1. アプリに画像やフォントなどのリソースを入れよう

 画像ファイルやフォントファイルなどの扱いは、Webページと同じである(ただし、必ず相対パス指定を使わなければならない)。また、画面遷移もWebページと同様だ。

 新しくプロジェクトを作って、画像とフォントを使ってみよう。作るアプリは、前回と同様のデジタル時計である。今回は、画像とフォントを変えてみようというわけだ。また、簡単な画面遷移も試してみよう。

 本稿では、無償のVisual Studio Community 2015とVS Tools for Cordova Update 7を使っている。違う環境では記事と細部が異なる可能性がある。

プロジェクトを作ってリソースを追加する

 Visual Studio 2015を立ち上げ、前回と同様にApache Cordovaの[空のアプリ]プロジェクトを作る。

 次に、ソリューションエクスプローラーでwwwフォルダの直下に新しくフォルダを追加し、「fonts」と名前を付けておく。fontsフォルダには適当なフォントファイルを1個、既存のimagesフォルダには横140ピクセル/縦240ピクセルの適当な画像を2個、それぞれ追加してほしい(次の画像)。それには、目的のファイルをエクスプローラーからソリューションエクスプローラーのフォルダにドラッグ&ドロップすると簡単だ。

プロジェクトに画像とフォントを追加した(ソリューションエクスプローラー) プロジェクトに画像とフォントを追加した(ソリューションエクスプローラー)
wwwフォルダの下にfontsフォルダを追加し(赤丸)、そこにフォントファイルを追加した(赤枠)。

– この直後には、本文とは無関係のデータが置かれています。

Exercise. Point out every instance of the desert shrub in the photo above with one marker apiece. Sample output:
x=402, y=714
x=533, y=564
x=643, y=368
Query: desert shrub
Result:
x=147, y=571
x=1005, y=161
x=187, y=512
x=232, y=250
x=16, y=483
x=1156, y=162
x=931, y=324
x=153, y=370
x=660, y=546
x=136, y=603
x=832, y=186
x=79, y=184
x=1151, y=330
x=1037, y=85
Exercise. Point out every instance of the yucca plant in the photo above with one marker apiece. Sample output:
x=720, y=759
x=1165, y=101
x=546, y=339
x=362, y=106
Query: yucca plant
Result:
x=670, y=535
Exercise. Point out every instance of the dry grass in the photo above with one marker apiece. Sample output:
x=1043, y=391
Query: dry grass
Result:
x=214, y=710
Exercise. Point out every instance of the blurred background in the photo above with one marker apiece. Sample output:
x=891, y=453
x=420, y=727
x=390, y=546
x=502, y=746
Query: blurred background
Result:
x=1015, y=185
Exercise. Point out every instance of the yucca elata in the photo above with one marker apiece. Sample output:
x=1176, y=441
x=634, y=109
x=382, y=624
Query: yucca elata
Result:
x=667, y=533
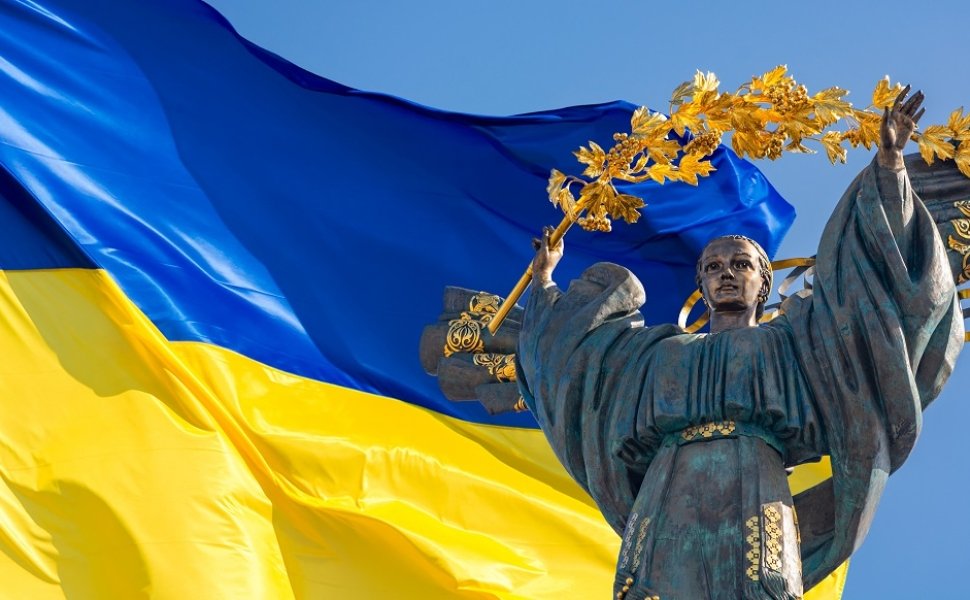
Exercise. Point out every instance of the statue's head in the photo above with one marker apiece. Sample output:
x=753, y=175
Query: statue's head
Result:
x=734, y=273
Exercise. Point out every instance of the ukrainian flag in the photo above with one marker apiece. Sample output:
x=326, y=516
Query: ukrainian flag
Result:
x=216, y=269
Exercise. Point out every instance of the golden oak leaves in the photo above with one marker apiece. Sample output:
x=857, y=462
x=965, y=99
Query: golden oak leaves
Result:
x=770, y=115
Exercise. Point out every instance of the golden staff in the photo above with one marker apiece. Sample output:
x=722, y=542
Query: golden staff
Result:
x=526, y=279
x=768, y=116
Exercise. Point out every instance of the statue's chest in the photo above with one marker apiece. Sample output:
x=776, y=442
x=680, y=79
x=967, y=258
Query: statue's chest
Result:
x=730, y=366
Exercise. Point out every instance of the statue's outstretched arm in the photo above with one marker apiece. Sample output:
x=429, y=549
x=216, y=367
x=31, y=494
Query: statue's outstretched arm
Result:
x=898, y=124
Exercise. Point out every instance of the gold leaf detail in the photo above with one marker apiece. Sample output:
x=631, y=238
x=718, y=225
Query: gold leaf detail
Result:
x=705, y=82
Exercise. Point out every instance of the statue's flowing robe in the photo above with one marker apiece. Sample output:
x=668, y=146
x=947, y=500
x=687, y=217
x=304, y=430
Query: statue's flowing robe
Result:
x=682, y=439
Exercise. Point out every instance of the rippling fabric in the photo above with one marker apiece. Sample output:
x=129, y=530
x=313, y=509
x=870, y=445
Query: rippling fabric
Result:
x=242, y=201
x=135, y=467
x=216, y=270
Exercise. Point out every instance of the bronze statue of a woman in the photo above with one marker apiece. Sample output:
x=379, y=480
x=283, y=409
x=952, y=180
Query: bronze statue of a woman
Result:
x=683, y=440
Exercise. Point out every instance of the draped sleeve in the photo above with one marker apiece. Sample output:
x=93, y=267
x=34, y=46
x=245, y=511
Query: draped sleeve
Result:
x=581, y=359
x=876, y=340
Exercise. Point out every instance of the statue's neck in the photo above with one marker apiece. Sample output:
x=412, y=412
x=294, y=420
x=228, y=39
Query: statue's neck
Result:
x=726, y=320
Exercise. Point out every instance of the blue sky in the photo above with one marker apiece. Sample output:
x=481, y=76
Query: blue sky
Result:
x=505, y=57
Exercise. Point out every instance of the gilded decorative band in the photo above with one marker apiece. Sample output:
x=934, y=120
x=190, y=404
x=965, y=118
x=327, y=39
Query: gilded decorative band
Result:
x=501, y=366
x=464, y=335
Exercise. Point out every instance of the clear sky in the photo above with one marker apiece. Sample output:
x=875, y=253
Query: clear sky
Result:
x=504, y=57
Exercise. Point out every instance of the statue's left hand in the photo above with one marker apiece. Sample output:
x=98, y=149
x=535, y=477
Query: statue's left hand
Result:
x=898, y=124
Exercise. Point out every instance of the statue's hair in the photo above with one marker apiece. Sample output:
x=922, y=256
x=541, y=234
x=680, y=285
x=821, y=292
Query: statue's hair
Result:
x=767, y=275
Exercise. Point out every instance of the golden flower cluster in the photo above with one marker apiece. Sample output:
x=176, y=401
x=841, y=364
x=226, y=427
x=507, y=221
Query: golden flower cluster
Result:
x=770, y=115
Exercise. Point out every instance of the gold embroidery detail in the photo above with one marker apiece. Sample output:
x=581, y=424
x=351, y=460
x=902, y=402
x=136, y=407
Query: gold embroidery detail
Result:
x=464, y=335
x=502, y=366
x=754, y=548
x=485, y=304
x=709, y=430
x=772, y=537
x=627, y=539
x=639, y=548
x=962, y=229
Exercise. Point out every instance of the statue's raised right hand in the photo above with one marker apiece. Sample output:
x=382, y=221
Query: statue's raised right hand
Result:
x=898, y=124
x=546, y=258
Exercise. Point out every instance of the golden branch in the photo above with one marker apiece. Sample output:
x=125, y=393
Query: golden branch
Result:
x=770, y=115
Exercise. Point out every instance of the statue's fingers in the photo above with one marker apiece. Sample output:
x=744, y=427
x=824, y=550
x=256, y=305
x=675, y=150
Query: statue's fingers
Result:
x=902, y=96
x=912, y=105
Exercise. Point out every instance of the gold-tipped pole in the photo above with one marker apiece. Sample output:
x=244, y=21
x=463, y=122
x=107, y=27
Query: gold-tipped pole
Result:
x=526, y=278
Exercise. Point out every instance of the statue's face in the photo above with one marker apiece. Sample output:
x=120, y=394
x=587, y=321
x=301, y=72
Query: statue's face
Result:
x=730, y=276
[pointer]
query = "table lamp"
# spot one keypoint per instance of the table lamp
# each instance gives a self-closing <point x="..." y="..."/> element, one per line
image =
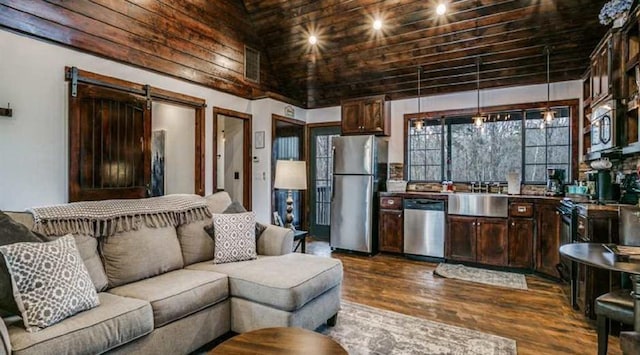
<point x="290" y="175"/>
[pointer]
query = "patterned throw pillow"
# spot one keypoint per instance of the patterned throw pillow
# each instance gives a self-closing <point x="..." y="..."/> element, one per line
<point x="235" y="237"/>
<point x="50" y="281"/>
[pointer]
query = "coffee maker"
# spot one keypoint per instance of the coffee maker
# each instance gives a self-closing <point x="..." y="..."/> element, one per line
<point x="555" y="181"/>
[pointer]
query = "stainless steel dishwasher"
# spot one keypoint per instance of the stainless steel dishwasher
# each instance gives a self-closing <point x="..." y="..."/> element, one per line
<point x="424" y="227"/>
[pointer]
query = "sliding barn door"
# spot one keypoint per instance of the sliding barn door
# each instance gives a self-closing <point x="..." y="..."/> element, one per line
<point x="109" y="145"/>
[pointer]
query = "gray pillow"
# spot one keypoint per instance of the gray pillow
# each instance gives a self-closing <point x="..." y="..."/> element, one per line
<point x="50" y="281"/>
<point x="236" y="207"/>
<point x="12" y="232"/>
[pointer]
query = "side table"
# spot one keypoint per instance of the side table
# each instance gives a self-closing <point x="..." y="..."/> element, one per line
<point x="300" y="237"/>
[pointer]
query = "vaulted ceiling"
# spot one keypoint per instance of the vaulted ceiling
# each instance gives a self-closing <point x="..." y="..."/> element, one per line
<point x="351" y="59"/>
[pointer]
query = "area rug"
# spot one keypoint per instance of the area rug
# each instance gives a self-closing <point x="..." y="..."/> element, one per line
<point x="483" y="276"/>
<point x="366" y="330"/>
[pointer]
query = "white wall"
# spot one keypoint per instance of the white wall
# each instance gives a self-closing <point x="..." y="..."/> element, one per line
<point x="489" y="97"/>
<point x="34" y="142"/>
<point x="180" y="124"/>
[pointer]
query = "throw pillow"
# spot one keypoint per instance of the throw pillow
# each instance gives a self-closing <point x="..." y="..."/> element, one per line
<point x="235" y="238"/>
<point x="236" y="207"/>
<point x="49" y="281"/>
<point x="12" y="232"/>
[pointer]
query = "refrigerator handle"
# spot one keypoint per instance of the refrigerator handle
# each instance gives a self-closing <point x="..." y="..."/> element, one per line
<point x="333" y="170"/>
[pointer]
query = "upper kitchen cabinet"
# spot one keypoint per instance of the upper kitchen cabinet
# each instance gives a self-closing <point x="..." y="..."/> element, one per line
<point x="605" y="73"/>
<point x="367" y="115"/>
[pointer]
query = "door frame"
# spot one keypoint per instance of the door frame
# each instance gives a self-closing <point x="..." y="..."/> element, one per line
<point x="308" y="157"/>
<point x="246" y="118"/>
<point x="303" y="199"/>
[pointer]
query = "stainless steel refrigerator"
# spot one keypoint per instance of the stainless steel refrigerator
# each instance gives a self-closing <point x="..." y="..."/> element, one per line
<point x="360" y="168"/>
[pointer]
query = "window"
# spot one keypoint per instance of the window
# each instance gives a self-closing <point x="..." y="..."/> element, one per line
<point x="453" y="148"/>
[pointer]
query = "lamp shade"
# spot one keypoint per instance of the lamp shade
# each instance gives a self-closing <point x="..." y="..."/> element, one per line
<point x="291" y="175"/>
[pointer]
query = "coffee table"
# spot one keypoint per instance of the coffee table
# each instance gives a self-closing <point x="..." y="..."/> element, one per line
<point x="286" y="341"/>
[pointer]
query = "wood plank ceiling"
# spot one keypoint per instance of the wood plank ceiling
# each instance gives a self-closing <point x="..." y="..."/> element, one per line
<point x="203" y="41"/>
<point x="351" y="60"/>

また、imagesフォルダに画像ファイルを2つ追加した(赤枠)。
このフォントファイル「DSEG7Modern-Bold.woff」は、Keshikan氏の「7セグ・14セグフォント 『DSEG』」を利用した。
フォントファイルのフォーマットは、拡張子が.ttfか.woffのものを使う。ただし、.ttfにはWindowsでは表示できないものもあるので注意してほしい(MSDN「@font-face rule」のRemarksを参照)。
2つの画像ファイル「clock01.png」「clock02.png」は適当なものを用意してもらいたい。サイズは、できれば横140ピクセル/縦240ピクセルにしておいてほしい(違っていてもこのサイズで表示する)。

画像とフォントを使う

 上で追加した画像とフォントをアプリで使おう。.css/.html/.jsファイルを順に修正していく。

 まず、index.cssファイルからだ(ソリューションエクスプローラーのwww\cssフォルダにある)。フォントファイルを使うには、CSSで次のコードのように@font-face規則を定義しておく。フォントファイルのパスは相対指定でなければならない(ここでは「../」で始まっている)。

@font-face {
  font-family: 'DSEG7';
  src: url(../fontsDSEG7Modern-Bold.woff);
}

@font-face規則を定義する(CSS)
index.cssファイルの先頭にこのコードを挿入する。

 続いて、index.cssファイルの.appセクションの中身を次のコードのように書き換える。この部分は、表示するコンテンツ全体を画面中央に配置する指定だ。なお、デバッグのテクニックとして、周囲に細い境界線を付けている。こうするとCSSの書き間違いが分かりやすいのだ(最終的に境界線は消すのだが、そのときに境界線の太さの分だけレイアウトがずれることには注意が必要)。

.app {
  /* divを画面中央に配置 */
  position: absolute;
  left: 50%;
  top: 50%;
  height: 360px;
  width: 250px;
  margin-top: -180px; /* 高さの半分 */
  margin-left: -125px; /* 幅の半分 */

  /* divの中に置いた個々のコンテンツを左右中央寄せ */
  text-align: center;

  /* デバッグ用に赤い境界線を表示する(リリースまでに削除する) */
  border: solid 1px red;
}

.appセクションを書き換える(CSS)
index.cssファイルの.appセクションを書き換える(太字の部分)。
ここではコンテンツエリアを横250ピクセル/縦360ピクセルとしている。そのエリアを画面中央に配置するには、エリアの左上の隅を画面中央にいったん配置し(left: 50%; top: 50%;)、それからエリアのサイズの半分だけ左上にずらす(margin-top: -180px; margin-left: -125px;)。少々回りくどいのだが、CSSではこれが常とう手段である。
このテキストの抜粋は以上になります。